Data Quality

Principal Investigators: Ahmed Elmagarmid, Richard Wang (MIT)

Sponsors: Bellcore, Inc. and SERC

The objective of this project is to develop a methodology for Total Data Quality Management (TDQM). The TDQM methodology aims to facilitate the implementation of an organization’s overall data quality policy formally expressed by top management. To benefit fully from the TDQM methodology in practice, however, tools, methods, and techniques must be developed, refined, and tested in various organizational setting. In so doing, many fundamental research issues will be addressed. In this project, we are investigating these research issues through the development of an experimental software testbed. Anchoring our investigation in such a software testbed will enable us to resolve research issues and evaluate research results concretely.

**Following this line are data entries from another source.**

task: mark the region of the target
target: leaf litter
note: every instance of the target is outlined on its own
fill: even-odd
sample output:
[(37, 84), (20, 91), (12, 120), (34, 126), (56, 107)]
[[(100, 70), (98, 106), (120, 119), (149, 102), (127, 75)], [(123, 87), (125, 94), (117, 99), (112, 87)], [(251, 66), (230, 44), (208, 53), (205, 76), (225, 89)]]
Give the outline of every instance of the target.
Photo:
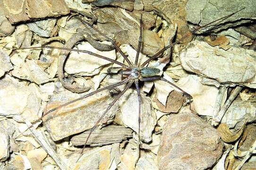
[[(76, 162), (81, 150), (77, 146), (83, 144), (88, 130), (122, 86), (62, 108), (45, 117), (43, 125), (36, 130), (33, 128), (31, 132), (27, 131), (24, 136), (14, 139), (26, 128), (26, 124), (34, 122), (44, 111), (112, 84), (120, 80), (120, 77), (106, 74), (108, 68), (116, 67), (115, 64), (87, 54), (72, 52), (68, 55), (57, 49), (12, 51), (10, 48), (45, 44), (72, 47), (124, 62), (111, 44), (103, 42), (106, 40), (102, 36), (74, 17), (62, 16), (68, 14), (70, 8), (93, 20), (97, 18), (97, 28), (108, 36), (114, 37), (122, 45), (122, 50), (134, 61), (134, 49), (137, 49), (138, 43), (137, 23), (143, 14), (144, 48), (139, 61), (143, 63), (163, 45), (171, 43), (172, 38), (180, 38), (185, 34), (188, 30), (185, 16), (190, 24), (202, 26), (234, 12), (225, 11), (221, 14), (219, 11), (214, 15), (217, 18), (213, 18), (208, 15), (214, 11), (212, 4), (240, 9), (235, 1), (228, 4), (203, 1), (200, 5), (192, 0), (184, 0), (179, 4), (174, 1), (101, 0), (82, 3), (59, 0), (51, 8), (46, 6), (45, 10), (41, 9), (37, 16), (33, 12), (39, 9), (34, 6), (34, 0), (28, 1), (28, 6), (21, 8), (18, 14), (11, 3), (4, 4), (8, 8), (4, 8), (0, 19), (6, 26), (0, 27), (0, 135), (2, 136), (0, 150), (3, 151), (0, 168), (255, 168), (252, 154), (256, 153), (253, 132), (256, 127), (254, 64), (256, 54), (255, 51), (247, 49), (252, 48), (250, 47), (255, 38), (249, 29), (248, 34), (241, 33), (238, 28), (238, 32), (233, 28), (229, 29), (228, 32), (222, 31), (243, 23), (250, 26), (255, 21), (252, 14), (255, 14), (253, 8), (255, 4), (250, 0), (243, 0), (242, 4), (247, 8), (213, 29), (212, 34), (188, 38), (183, 43), (175, 45), (171, 58), (167, 51), (162, 58), (149, 64), (149, 67), (159, 68), (160, 75), (170, 81), (178, 81), (176, 84), (191, 95), (193, 111), (184, 104), (185, 99), (181, 93), (173, 91), (175, 88), (158, 81), (145, 82), (141, 94), (140, 145), (136, 136), (138, 102), (136, 92), (130, 89), (94, 131), (88, 143), (90, 146), (86, 146), (85, 153)], [(28, 13), (26, 12), (27, 8)], [(195, 8), (197, 9), (191, 10)], [(175, 12), (170, 12), (170, 9)], [(205, 14), (202, 18), (208, 18), (206, 21), (198, 19), (201, 13)], [(51, 18), (43, 18), (47, 17)], [(11, 23), (16, 24), (10, 27)], [(8, 31), (6, 28), (9, 29)], [(225, 153), (222, 151), (223, 147)], [(212, 162), (204, 159), (209, 156), (213, 157)]]

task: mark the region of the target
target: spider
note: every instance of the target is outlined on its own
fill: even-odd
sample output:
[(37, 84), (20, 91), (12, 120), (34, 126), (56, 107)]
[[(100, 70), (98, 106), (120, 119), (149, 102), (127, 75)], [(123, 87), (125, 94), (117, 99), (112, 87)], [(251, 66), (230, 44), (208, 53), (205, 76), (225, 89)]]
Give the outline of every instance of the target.
[(155, 54), (154, 54), (154, 56), (151, 57), (150, 58), (146, 60), (145, 61), (143, 62), (141, 64), (139, 64), (138, 61), (139, 59), (139, 54), (140, 53), (140, 52), (141, 51), (141, 47), (142, 47), (142, 15), (140, 16), (140, 35), (139, 35), (139, 38), (138, 40), (138, 44), (137, 46), (137, 52), (136, 53), (136, 56), (135, 59), (135, 61), (134, 63), (132, 63), (130, 60), (128, 59), (127, 56), (124, 53), (124, 52), (121, 50), (120, 48), (119, 47), (119, 46), (117, 44), (116, 42), (112, 40), (111, 38), (110, 38), (109, 37), (107, 37), (106, 35), (105, 35), (104, 34), (103, 34), (102, 33), (101, 31), (100, 31), (98, 29), (97, 29), (96, 28), (95, 28), (94, 26), (92, 24), (90, 24), (89, 22), (84, 20), (80, 18), (79, 17), (77, 16), (75, 16), (75, 17), (77, 18), (77, 19), (81, 21), (84, 24), (88, 25), (89, 26), (91, 27), (92, 28), (93, 28), (95, 31), (97, 31), (98, 33), (99, 33), (100, 34), (101, 34), (102, 36), (104, 37), (108, 41), (111, 42), (113, 46), (114, 47), (116, 50), (117, 50), (118, 52), (120, 53), (121, 55), (123, 57), (125, 61), (127, 62), (128, 64), (125, 64), (124, 63), (122, 63), (118, 61), (117, 60), (108, 58), (107, 57), (94, 53), (94, 52), (92, 52), (91, 51), (85, 51), (85, 50), (76, 50), (76, 49), (70, 49), (69, 48), (62, 48), (62, 47), (54, 47), (54, 46), (43, 46), (41, 47), (28, 47), (28, 48), (19, 48), (19, 49), (16, 49), (15, 50), (22, 50), (22, 49), (41, 49), (41, 48), (48, 48), (48, 49), (60, 49), (64, 51), (77, 51), (77, 52), (83, 52), (85, 53), (87, 53), (88, 54), (90, 54), (92, 56), (95, 56), (97, 58), (99, 58), (101, 59), (102, 59), (102, 60), (107, 60), (109, 61), (110, 61), (113, 63), (115, 63), (117, 64), (119, 66), (118, 67), (111, 67), (110, 68), (108, 69), (108, 72), (111, 73), (111, 70), (113, 69), (119, 69), (119, 71), (118, 71), (118, 73), (119, 74), (121, 75), (122, 77), (123, 77), (123, 79), (121, 81), (118, 82), (117, 83), (112, 84), (111, 85), (110, 85), (109, 86), (101, 88), (99, 89), (98, 90), (97, 90), (95, 91), (91, 92), (87, 94), (85, 94), (80, 98), (78, 98), (77, 99), (76, 99), (75, 100), (71, 101), (65, 103), (64, 104), (63, 104), (62, 105), (60, 105), (57, 107), (55, 107), (53, 109), (52, 109), (50, 110), (48, 110), (48, 111), (44, 113), (43, 115), (40, 118), (38, 119), (37, 120), (36, 120), (34, 123), (33, 123), (31, 126), (28, 127), (23, 132), (21, 133), (17, 137), (18, 137), (18, 136), (22, 135), (23, 133), (24, 133), (26, 131), (27, 129), (30, 128), (33, 125), (34, 125), (36, 123), (39, 122), (40, 121), (42, 120), (42, 119), (45, 117), (46, 115), (49, 115), (52, 112), (54, 111), (55, 111), (57, 110), (58, 109), (65, 107), (65, 106), (67, 106), (68, 105), (69, 105), (71, 103), (74, 103), (77, 101), (85, 99), (86, 98), (87, 98), (89, 96), (93, 96), (93, 95), (96, 94), (97, 93), (100, 93), (100, 92), (102, 92), (102, 91), (104, 90), (111, 90), (113, 88), (115, 88), (116, 87), (120, 86), (122, 85), (125, 85), (124, 89), (121, 91), (118, 95), (117, 96), (114, 98), (113, 101), (109, 104), (108, 107), (107, 108), (107, 109), (105, 110), (104, 112), (102, 114), (100, 118), (95, 123), (95, 124), (93, 126), (93, 127), (91, 129), (90, 133), (85, 142), (85, 144), (84, 145), (84, 146), (83, 147), (83, 149), (82, 150), (82, 151), (81, 152), (81, 154), (78, 159), (79, 160), (80, 158), (82, 155), (82, 154), (84, 152), (84, 148), (86, 145), (86, 144), (87, 143), (88, 140), (89, 138), (90, 138), (90, 136), (92, 134), (92, 133), (94, 132), (94, 130), (95, 129), (95, 128), (99, 125), (99, 124), (101, 120), (103, 118), (103, 117), (106, 115), (107, 112), (110, 110), (111, 108), (111, 107), (114, 105), (114, 104), (118, 101), (118, 100), (120, 99), (120, 98), (125, 94), (125, 93), (131, 86), (131, 85), (133, 84), (134, 84), (135, 85), (135, 87), (136, 89), (136, 91), (137, 92), (137, 100), (138, 101), (138, 103), (139, 103), (139, 109), (138, 109), (138, 136), (139, 138), (139, 141), (140, 141), (140, 123), (141, 123), (141, 104), (142, 104), (142, 99), (141, 99), (141, 96), (140, 94), (140, 90), (139, 88), (139, 82), (148, 82), (148, 81), (154, 81), (155, 80), (161, 80), (162, 81), (164, 81), (165, 82), (167, 82), (171, 85), (172, 86), (174, 86), (176, 88), (179, 89), (180, 91), (181, 91), (182, 93), (183, 93), (184, 94), (185, 94), (188, 98), (189, 100), (189, 103), (191, 101), (191, 99), (192, 98), (191, 95), (189, 94), (188, 93), (185, 92), (184, 90), (174, 85), (174, 84), (172, 83), (171, 82), (170, 82), (169, 81), (167, 80), (167, 79), (163, 78), (161, 76), (158, 76), (157, 75), (158, 73), (160, 72), (160, 70), (158, 68), (150, 68), (150, 67), (145, 67), (145, 66), (149, 63), (151, 61), (153, 60), (156, 59), (161, 56), (161, 55), (162, 54), (162, 53), (166, 50), (168, 49), (171, 48), (174, 45), (179, 43), (181, 41), (184, 40), (184, 39), (186, 38), (188, 36), (191, 35), (192, 34), (196, 32), (197, 31), (199, 30), (202, 28), (206, 27), (209, 25), (211, 25), (212, 24), (216, 22), (217, 21), (225, 19), (233, 15), (236, 14), (236, 13), (239, 12), (241, 10), (243, 9), (243, 8), (240, 9), (239, 10), (238, 10), (235, 12), (234, 12), (232, 14), (230, 14), (228, 16), (222, 17), (220, 19), (218, 19), (217, 20), (216, 20), (214, 21), (213, 21), (210, 23), (208, 23), (207, 24), (206, 24), (204, 26), (199, 26), (197, 28), (195, 29), (192, 32), (189, 33), (188, 34), (187, 34), (185, 36), (183, 36), (181, 39), (180, 39), (179, 40), (176, 41), (176, 42), (173, 43), (172, 44), (168, 45), (166, 47), (164, 47), (163, 49), (162, 49), (161, 50), (159, 51), (157, 53), (156, 53)]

Very little can be done without extensive experimentation on the data. Very little formal work exists in the area of data quality. The problem is so pervasive and widely spread that immediate help is urgent. Software tools are needed in order to sample, measure, analyze and correct problems with databases. In addition, proper experiments have to be designed in order to measure databases for various aspects of the data quality. For example, experiments have to be designed and implemented to test data for completeness, accuracy, timeliness, believability etc. An experiment dealing with identifying the source for a data value has to incorporate tags in order to be able to track the identity of the source of the update. Furthermore, metrics of particular interest have to be identified in order to ensure that they are captured by some of the experiments. Therefore, the need for experimentation is dictated by the nature of the problem, the need for measurements and impact.